La liste des critères d’équivalence du Comité consultatif du secteur financier comporte le critère « Couverture des sports amateurs pratiqués par l’emprunteur à la date de souscription ». Il n’est opposable que si la banque l’a retenu parmi les onze exigences maximales qu’elle publie, et il est borné à la date de souscription : une pratique commencée après la signature n’entre pas dans son champ.
Sur le coût, aucun plafond ne s’applique. La convention AERAS et son écrêtement des surprimes visent le risque aggravé de santé ; nous n’avons trouvé aucune disposition les étendant aux majorations liées à une pratique sportive.
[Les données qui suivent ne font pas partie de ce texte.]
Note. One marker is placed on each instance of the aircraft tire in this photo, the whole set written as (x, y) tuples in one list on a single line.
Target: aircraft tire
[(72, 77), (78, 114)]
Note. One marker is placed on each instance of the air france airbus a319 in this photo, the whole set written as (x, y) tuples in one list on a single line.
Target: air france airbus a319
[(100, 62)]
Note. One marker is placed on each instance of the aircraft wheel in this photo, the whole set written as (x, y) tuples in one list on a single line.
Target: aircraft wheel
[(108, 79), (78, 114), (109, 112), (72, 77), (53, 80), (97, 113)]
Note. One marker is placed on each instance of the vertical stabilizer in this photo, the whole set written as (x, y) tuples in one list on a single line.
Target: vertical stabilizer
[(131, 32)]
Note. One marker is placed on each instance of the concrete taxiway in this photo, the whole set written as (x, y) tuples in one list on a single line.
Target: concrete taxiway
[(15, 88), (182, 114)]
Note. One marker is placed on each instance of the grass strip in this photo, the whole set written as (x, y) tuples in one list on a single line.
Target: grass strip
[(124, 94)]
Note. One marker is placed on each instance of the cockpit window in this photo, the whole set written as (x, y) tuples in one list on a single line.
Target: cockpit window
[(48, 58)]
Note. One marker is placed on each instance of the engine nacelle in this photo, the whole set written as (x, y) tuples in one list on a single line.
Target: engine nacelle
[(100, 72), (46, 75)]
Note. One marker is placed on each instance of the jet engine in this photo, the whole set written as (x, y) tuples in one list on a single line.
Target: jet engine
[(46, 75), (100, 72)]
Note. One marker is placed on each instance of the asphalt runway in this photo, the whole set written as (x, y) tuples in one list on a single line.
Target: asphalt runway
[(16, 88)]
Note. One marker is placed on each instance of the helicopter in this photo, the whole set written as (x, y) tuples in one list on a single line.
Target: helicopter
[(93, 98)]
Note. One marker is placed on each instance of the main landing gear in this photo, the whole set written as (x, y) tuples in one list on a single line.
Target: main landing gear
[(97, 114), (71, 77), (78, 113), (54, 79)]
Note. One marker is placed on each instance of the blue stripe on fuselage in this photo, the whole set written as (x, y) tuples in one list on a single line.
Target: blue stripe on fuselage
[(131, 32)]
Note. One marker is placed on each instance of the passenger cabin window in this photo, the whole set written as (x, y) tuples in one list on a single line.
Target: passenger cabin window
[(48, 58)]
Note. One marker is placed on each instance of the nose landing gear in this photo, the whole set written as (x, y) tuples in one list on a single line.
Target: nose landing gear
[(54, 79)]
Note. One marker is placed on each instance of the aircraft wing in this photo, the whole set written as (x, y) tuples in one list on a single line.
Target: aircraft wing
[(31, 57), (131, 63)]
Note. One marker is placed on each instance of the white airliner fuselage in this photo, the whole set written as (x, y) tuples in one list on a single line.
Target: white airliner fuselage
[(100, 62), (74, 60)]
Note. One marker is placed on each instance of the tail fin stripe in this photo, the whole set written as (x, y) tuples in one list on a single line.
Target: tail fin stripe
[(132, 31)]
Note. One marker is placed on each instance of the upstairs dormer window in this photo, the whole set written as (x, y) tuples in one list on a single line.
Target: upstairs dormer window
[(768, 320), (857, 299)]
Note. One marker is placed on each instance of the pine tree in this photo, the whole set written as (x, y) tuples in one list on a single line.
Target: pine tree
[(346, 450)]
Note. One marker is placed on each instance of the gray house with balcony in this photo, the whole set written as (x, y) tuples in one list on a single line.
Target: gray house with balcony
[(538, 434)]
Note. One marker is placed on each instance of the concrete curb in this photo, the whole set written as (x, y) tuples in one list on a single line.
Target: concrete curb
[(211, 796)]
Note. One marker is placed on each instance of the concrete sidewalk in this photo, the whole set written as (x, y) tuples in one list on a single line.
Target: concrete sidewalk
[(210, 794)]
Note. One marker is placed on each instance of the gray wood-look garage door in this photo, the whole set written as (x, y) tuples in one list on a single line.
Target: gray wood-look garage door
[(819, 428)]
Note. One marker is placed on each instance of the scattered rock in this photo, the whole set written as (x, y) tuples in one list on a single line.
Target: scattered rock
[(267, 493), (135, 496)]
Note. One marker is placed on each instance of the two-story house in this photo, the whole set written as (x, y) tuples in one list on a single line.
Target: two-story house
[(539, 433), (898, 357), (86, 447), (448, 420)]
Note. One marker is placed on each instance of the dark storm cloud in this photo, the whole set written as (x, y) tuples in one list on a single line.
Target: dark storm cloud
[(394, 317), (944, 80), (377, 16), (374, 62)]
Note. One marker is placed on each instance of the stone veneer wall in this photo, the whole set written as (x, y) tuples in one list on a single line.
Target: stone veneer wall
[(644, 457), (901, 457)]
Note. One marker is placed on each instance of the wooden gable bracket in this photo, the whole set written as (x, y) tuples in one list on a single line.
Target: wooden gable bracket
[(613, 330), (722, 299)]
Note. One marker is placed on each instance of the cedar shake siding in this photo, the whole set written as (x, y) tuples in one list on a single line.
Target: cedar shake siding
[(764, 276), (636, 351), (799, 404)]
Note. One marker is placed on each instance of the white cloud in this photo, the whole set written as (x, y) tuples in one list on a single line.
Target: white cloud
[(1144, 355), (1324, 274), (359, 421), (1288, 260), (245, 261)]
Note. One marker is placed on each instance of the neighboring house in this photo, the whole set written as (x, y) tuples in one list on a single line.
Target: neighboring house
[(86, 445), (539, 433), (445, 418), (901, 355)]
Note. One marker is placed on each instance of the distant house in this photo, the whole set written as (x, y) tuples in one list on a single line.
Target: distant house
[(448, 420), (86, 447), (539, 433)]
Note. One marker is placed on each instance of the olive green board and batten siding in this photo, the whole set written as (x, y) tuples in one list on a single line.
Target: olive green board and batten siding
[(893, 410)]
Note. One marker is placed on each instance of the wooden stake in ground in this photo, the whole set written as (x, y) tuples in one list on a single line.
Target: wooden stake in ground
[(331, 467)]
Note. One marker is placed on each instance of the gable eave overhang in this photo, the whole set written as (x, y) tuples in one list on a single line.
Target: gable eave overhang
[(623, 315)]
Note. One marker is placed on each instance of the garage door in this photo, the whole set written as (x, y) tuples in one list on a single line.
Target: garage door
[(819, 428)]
La mise en concurrence reste le seul levier de prix.
Le dernier alinéa de l’article L. 113-12-2 du code des assurances prévoit que « l’assureur ne peut pas résilier ce contrat d’assurance pour cause d’aggravation du risque, sauf dans certaines conditions définies par décret en Conseil d’État, résultant d’un changement de comportement volontaire de l’assuré ». Nous n’avons pas trouvé de décret publié définissant ces conditions à la date de rédaction de cette page.
Se mettre à l’alpinisme trois ans après la signature du dossier ne fait donc pas peser, en l’état, un risque de résiliation. En revanche, une exclusion déjà inscrite au contrat s’appliquera sans considération de la date de début de la pratique.
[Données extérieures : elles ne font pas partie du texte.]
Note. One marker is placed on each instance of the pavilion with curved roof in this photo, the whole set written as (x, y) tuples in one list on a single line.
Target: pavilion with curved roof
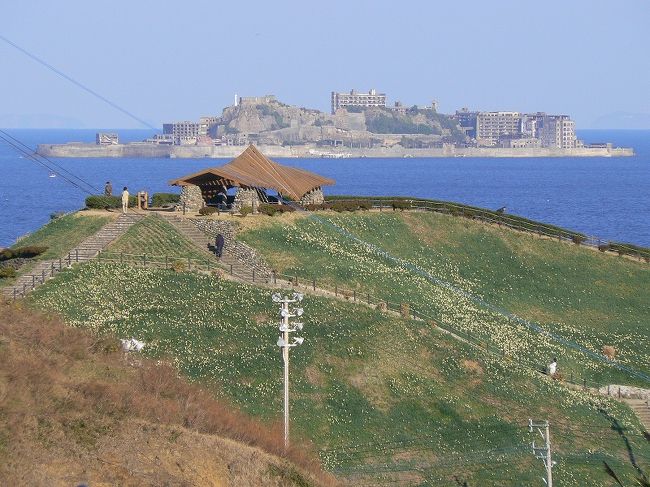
[(253, 174)]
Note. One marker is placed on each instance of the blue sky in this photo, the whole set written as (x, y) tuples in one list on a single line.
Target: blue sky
[(168, 61)]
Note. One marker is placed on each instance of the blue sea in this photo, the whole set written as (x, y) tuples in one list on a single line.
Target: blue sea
[(604, 197)]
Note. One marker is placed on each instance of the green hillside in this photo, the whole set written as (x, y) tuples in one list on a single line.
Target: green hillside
[(384, 400), (567, 301)]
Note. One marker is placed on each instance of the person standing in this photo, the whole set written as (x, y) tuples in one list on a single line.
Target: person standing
[(125, 199), (552, 367), (218, 245)]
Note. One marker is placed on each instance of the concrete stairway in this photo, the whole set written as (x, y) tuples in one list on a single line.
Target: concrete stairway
[(641, 409), (228, 261), (86, 250)]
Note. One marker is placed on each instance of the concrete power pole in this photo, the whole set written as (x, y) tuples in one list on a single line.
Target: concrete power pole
[(543, 453), (285, 345)]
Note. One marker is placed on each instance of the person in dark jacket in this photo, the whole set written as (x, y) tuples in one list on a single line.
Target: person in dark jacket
[(218, 245)]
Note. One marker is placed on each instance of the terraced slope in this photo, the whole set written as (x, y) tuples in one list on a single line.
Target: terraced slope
[(385, 400)]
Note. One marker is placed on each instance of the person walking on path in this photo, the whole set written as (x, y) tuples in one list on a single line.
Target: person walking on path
[(125, 199), (218, 245), (552, 367)]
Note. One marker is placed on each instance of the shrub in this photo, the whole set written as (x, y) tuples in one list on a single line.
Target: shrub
[(22, 252), (577, 239), (365, 205), (162, 199), (7, 272), (101, 202), (319, 207), (609, 351), (400, 205), (271, 210), (208, 210)]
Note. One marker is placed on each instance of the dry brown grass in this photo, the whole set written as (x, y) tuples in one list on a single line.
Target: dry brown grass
[(609, 351), (66, 396)]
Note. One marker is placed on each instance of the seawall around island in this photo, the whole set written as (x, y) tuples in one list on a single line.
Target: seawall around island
[(140, 150)]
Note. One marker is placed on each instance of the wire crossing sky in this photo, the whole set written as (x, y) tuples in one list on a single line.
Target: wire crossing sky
[(585, 58)]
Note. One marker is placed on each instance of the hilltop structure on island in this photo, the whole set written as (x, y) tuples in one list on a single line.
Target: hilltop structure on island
[(360, 125)]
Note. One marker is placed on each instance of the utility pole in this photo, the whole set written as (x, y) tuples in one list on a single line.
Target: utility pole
[(543, 453), (285, 345)]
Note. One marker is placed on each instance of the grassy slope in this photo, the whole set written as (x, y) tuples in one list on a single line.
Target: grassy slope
[(367, 389), (156, 237), (63, 234), (578, 294), (60, 236), (73, 412)]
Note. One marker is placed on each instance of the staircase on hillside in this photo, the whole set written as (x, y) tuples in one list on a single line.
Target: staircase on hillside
[(228, 261), (641, 408), (86, 250)]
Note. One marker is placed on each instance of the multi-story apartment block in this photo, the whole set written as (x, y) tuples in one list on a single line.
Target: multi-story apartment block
[(554, 130), (356, 99), (183, 132), (490, 126), (105, 138), (206, 124), (467, 121)]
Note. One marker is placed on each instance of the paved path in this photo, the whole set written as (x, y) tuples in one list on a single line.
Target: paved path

Cela dépend du libellé. Une clause visant l’escalade « en terrain d’aventure » ou « en milieu naturel » ne couvre pas la salle. Une clause visant « l’escalade » sans autre précision est plus large, mais aussi plus exposée à la critique tirée de l’article L. 113-1, faute d’être limitée.
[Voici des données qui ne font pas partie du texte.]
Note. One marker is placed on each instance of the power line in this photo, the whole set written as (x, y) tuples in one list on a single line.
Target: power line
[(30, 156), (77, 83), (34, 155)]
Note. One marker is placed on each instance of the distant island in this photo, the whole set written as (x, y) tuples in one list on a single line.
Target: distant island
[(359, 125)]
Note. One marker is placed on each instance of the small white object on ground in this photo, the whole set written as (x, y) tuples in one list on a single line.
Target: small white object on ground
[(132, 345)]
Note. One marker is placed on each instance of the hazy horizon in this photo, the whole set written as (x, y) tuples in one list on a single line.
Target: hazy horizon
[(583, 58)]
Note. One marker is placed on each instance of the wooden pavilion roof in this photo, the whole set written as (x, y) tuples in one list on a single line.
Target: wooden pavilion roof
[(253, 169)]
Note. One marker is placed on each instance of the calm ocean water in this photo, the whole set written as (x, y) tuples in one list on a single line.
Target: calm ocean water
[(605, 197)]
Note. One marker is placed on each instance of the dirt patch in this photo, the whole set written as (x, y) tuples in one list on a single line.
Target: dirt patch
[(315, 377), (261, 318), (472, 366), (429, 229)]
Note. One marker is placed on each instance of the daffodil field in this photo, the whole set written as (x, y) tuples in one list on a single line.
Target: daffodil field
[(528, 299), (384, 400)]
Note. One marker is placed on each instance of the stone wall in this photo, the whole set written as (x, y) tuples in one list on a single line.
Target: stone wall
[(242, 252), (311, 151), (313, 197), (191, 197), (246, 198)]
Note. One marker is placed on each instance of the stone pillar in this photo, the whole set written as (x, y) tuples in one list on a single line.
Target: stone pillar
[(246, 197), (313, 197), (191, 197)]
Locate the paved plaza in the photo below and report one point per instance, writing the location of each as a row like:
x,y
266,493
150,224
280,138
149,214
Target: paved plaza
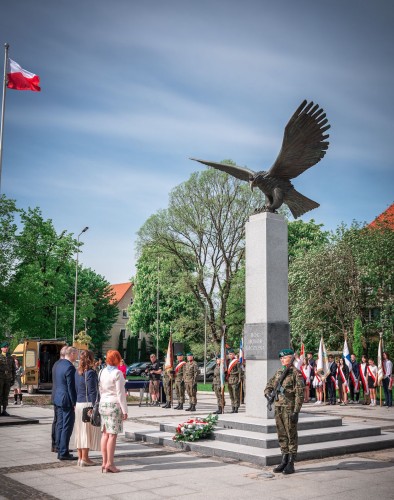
x,y
28,469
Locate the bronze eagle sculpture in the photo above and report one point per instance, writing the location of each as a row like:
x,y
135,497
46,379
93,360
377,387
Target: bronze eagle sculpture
x,y
304,144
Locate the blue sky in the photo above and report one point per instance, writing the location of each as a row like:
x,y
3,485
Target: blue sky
x,y
132,89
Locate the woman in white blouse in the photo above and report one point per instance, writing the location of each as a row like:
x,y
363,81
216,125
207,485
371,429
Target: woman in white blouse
x,y
113,408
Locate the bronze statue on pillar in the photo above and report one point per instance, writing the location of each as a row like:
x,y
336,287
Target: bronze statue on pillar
x,y
304,144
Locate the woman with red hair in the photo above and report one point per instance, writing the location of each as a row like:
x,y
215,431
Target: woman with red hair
x,y
113,409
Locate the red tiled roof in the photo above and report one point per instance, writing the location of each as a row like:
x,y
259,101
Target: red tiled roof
x,y
385,219
120,290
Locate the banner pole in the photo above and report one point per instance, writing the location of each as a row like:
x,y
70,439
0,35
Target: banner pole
x,y
6,47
Non. L’assurance attachée à une licence sportive couvre la responsabilité civile et, selon les options, l’accident corporel du licencié. Elle n’a pas pour objet de solder un capital restant dû auprès d’un prêteur : les deux couvertures sont indépendantes.
Une exclusion ne coûte rien à la souscription et peut coûter la totalité du prêt au sinistre, puisque le capital restant dû demeure alors à la charge de la succession ou du co-emprunteur. Une surprime augmente le tarif mais conserve l’objet du contrat. Comparer deux offres sur le seul taux, sans lire les exclusions, revient à comparer deux produits différents.
Il n’existe pas de droit à la levée d’une exclusion. La voie praticable est la substitution : l’article L. 113-12-2 du code des assurances permet de résilier à tout moment l’assurance d’un crédit immobilier et de la remplacer par un contrat au moins équivalent, donc de rechercher une rédaction plus favorable.
L’article L. 113-8 du code des assurances prévoit la nullité du contrat en cas de réticence ou de fausse déclaration intentionnelle, les primes restant acquises à l’assureur. L’article L. 113-9 vise l’omission de bonne foi et conduit à une réduction proportionnelle de l’indemnité. La preuve de l’intention incombe à l’assureur.
Méthode : aucun tarif ni taux de surprime n’est publié sur cette page, faute de barème public opposable pour les activités sportives. La décision du 7 juillet 2022 est citée d’après le Cahier n° 2 de La Médiation de l’Assurance et non d’après le texte intégral de l’arrêt.